Tulisan ini dimuat di harian Kedaulatan Rakyat (Yogyakarta), Sabtu 30 Agustus 2003.
Pada 27 Agustus pukul 17.00 WIB, planet Mars berada di posisi terdekat dengan bumi, yaitu 55,6 juta km atau selisih radius orbit kedua planet ini. Karena periode revolusinya tidak sama, biasanya jarak keduanya berkisar 101-378 juta km.
Berdasarkan hitungan yang memasukkan semua komponen gangguan yang dikenal hingga kini, peristiwa seperti ini amat langka, yaitu setiap 73 ribu tahun. Sedangkan hitungan yang lebih sederhana menyatakan peristiwa ini terjadi setiap 63 ribu tahun.
Terserah hitungan mana yang mau dipakai. Yang jelas, bagi sebagian besar manusia, fenomena langit yang langka sering dihubungkan dengan peristiwa yang bakal terjadi. Apalagi nama Mars artinya “Perang” dalam Mitos Yunani. Dan planet ini diiringi dua bulan, yaitu Deimos (Teror) dan Fobos (Takut). Apakah ini sesuai dengan perang global melawan terorisme yang sedang dipromosikan oleh Amerika Serikat? Atau tanda akan makin banyaknya teror yang menebar rasa takut, sehingga kita perlu Undang-Undang Anti Teror yang lebih represif ala ISA? Atau justru AS dan ISA itu sendiri yang menebar rasa takut di dunia, seperti dibuktikannya di Iraq, Afghanistan dan Palestina?
Tapi astrologi semacam ini sebenarnya tinggal “hobby” sejumlah orang yang tidak memiliki aktivitas yang cukup bermutu dengan fenomena langit. Empat belas abad silam, Nabi Muhammad saw memperingatkan bahwa fenomena langit tidak berhubungan dengan kelahiran atau kematian seseorang, juga keberuntungan dan bencana. Alkisah saat itu terjadi gerhana matahari bertepatan dengan meninggalnya Ibrahim, putera Nabi. Namun beliau tidak justru memanfaatkan fenomena itu sebagai tanda kenabian, misalnya dengan berkata, “Tuh lihat, kalau aku bukan nabi, mana mau matahari sampai berduka atas kematian puteraku …”.

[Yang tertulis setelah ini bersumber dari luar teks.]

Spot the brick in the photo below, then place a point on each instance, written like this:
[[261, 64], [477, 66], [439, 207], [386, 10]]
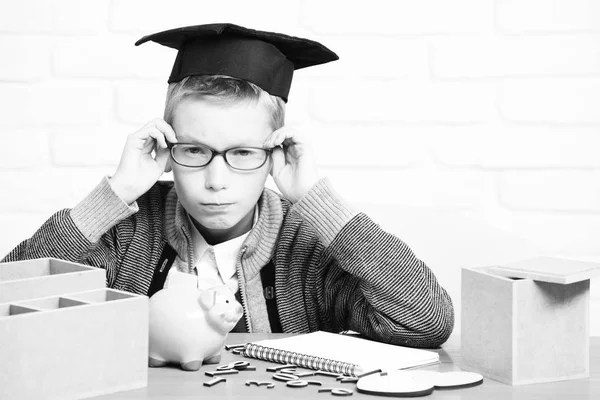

Tidak. Nabi justru memerintahkan agar manusia berlomba untuk melakukan penyelidikan langit dan bahkan perjalanan ruang angkasa. Sejarah mencatat, bahwa di abad pertengahan, kaum muslimin tidak canggung untuk mengkaji al-Qur’an dengan “tafsir” buku Almagest karya astronom Mesir kuno, Ptolomeus. Mereka lalu membawa perkembangan signifikan di astronomi, yang berdampak luas di bidang pemetaan, pelayaran serta teknologi pendukungnya, optika, mekanika dan matematika.
Sepintas astronomi memang “dunia awang-uwung”, yang asyik ditonton, tapi jauh dari realita sehari-hari. Memang bila wahana pengintai Mars, seperti yang diluncurkan AS (Spirit dan Opportunity) serta Eropa (Beagle 2) saat ini dimaksudkan untuk merintis koloni di Mars, maka itu benar-benar mimpi.
Namun toh missi ruang angkasa selalu memberi dampak, sadar ataupun tidak. Teknologi remote sensing, semula untuk memetakan planet lain tanpa manusia. Kini, teknologi itu kita gunakan untuk memantau cuaca dan membantu menata sumber alam kita, agar tidak terus menerus didera kekeringan seperti sekarang.
Jadi, bila ada dampak kedatangan Mars bagi Kehidupan Kita, itu bukanlah “Mission to Mars” itu sendiri, namun “Mission to Earth”. Planet kita tercinta, pinjaman anak cucu kita.